La cronaca nera e i gialli spionistici hanno divulgato la meravigliosa parola “cimice”: un microfono miniaturizzato nascosto nella tappezzeria o in un cassetto che captava le conversazioni di dissidenti, criminali, funzionari, politici. Nell’Oscar di von Donnersmarck La vita degli altri veniva mostrato il complesso lavoro necessario per imbottire di cimici la casa di uno scrittore non amato dal partito comunista nella DDR. Il caso recente che ha implicato la smart TV di Samsung illustra un futuro-presente non popolato ma sovrappopolato di cimici ambientali.

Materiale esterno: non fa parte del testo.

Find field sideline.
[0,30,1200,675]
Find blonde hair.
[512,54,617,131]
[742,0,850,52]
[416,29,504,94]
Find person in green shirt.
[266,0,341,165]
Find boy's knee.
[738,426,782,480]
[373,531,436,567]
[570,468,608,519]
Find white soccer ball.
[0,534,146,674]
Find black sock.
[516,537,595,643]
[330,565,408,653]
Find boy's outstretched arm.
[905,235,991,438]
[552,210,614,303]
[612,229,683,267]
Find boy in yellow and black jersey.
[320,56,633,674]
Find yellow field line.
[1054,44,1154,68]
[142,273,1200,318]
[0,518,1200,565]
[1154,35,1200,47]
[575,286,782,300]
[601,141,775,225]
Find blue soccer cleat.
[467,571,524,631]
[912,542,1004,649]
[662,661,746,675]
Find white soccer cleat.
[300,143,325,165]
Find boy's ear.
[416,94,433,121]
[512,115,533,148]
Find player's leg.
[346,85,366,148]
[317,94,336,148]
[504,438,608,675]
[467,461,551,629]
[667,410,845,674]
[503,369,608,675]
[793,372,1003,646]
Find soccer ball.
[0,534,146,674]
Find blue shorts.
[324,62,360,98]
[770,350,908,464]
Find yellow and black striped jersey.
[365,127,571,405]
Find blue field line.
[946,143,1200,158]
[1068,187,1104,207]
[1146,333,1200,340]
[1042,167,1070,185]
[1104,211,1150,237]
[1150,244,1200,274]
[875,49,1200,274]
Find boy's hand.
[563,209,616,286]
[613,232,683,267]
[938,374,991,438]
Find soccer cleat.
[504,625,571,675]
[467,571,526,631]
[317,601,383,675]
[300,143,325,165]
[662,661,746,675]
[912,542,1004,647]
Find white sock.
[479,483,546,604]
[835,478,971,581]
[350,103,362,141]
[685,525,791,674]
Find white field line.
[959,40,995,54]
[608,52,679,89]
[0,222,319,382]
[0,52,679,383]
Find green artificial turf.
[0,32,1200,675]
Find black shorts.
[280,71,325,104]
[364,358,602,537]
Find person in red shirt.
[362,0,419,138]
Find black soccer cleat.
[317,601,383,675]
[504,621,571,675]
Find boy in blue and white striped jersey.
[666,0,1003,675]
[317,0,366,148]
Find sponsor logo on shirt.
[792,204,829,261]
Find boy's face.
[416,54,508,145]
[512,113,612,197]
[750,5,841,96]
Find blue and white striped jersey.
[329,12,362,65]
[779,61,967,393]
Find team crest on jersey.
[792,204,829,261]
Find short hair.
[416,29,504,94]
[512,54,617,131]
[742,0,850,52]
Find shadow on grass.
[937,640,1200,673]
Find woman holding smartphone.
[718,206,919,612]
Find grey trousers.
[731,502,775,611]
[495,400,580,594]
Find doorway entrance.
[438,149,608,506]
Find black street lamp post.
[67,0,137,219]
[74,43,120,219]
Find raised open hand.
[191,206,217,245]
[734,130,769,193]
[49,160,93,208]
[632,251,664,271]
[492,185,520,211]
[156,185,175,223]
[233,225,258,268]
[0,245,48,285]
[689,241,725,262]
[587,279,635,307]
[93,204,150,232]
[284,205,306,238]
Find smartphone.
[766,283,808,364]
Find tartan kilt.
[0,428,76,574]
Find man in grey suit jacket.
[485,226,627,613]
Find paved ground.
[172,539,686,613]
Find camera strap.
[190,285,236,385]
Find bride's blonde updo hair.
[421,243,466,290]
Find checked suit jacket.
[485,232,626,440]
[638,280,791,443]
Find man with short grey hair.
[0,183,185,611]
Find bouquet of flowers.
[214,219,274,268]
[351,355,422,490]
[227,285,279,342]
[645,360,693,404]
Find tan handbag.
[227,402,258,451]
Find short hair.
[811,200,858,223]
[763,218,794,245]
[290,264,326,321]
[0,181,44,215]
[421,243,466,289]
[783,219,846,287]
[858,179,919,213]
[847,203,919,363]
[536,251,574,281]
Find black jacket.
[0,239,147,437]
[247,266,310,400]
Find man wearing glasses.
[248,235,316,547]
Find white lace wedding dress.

Di fatto queste sono già presenti nel vostro computer e adesso nelle nuove televisioni, e aspettano solo di venir attivate. Non parlo dei cookies che registrano da una dozzina di anni il vostro comportamento digitale più “classico”, elenco dei siti visitati, metadati vari: anche i microfoni e le videocamere sono di fatto a un passo dall’essere completamente sottratti al vostro controllo personale. Samsung è stata messa sotto accusa dalla stampa internazionale per via di una clausola a dir poco esilarante della sua privacy policy. Il contesto tecnologico è semplice. Perché continuare a usare il telecomando? Sarebbe tanto più comodo parlare direttamente al televisore, no? “Basta Sanremo, passa a ReteQuattro”.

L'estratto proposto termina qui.